Mbah Mangli

-Mbah Mangli, Waliyullah dari Gunung Andong-

Bagi orang Jawa Tengah, khususnya daerah Magelang nama Kyai H. Asykari atau mbah Mangli hampir pasti langsung mengingatkan pada sosok kyai sederhana yang penuh karomah.

Beliau lahir dengan nama Muhammad Bahri di dukuh Nepen desa Krecek kecamatan Pare Kediri pada tanggal 17 Agustus 1945 pukul 02.00 malam.

Beliau adalah anak bungsu dari Muhammad Ishak keturunan dari Maulana Hasanudin putra Sunan Gunung Jati. Sedangkan ibunya keturunan dari Kiyai Ageng Hasan Besari yang masih keturunan dari Sunan Kalijaga.

Menurut almarhum KH Hamim Jazuli atau Gus Miek, walau Mbah Mangli memiliki banyak usaha dan termasuk orang yang kaya-raya, namun Mbah Mangli adalah wali Allah yang hatinya selalu menangis kepada Allah, menangis melihat umat dan menangis karena rindu kepada Allah.

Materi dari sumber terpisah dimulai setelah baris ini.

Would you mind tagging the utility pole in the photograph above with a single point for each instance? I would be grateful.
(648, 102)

Kyai Hasan Asy'ari/Mbah Mangli adalah mursyid Tarekat Qadiriyyah wa Naqsyabandiyyah (TQN). Mbah Mangli adalah salah satu tokoh yg mendirikan Asrama Pendidikan Islam di Magelang yang santrinya berasal dari seluruh Indonesia.

Mbah Mangli dikaruniai karomah “melipat bumi” yakni bisa datang dan pergi ke berbagai tempat yang jauh dalam sekejap mata. Di sisi lain, beliau dikenal sebagai seorang yang memiliki kemampuan psikokinesis tinggi. Misal, dia dapat mengetahui tamu yang akan datang beserta maksud dan tujuannya.

Mbah mangli juga ikut Toriqoh Alawiyah. Beliau sering mengikuti maulid dimasjid arriyad yg dipimpin oleh HABIB ANIS BIN ALWI ALHABSYI setiap malam jumat sejak zaman HABIB ALWI BIN ALI ALHABSYI.

Adapun wiridan wajib dipondok pesantren Mbah Mangli adalah ROTIB AL HADDAD, ROTIB AL ATHOS dan ROTIB SYAKRON sampai sekarang.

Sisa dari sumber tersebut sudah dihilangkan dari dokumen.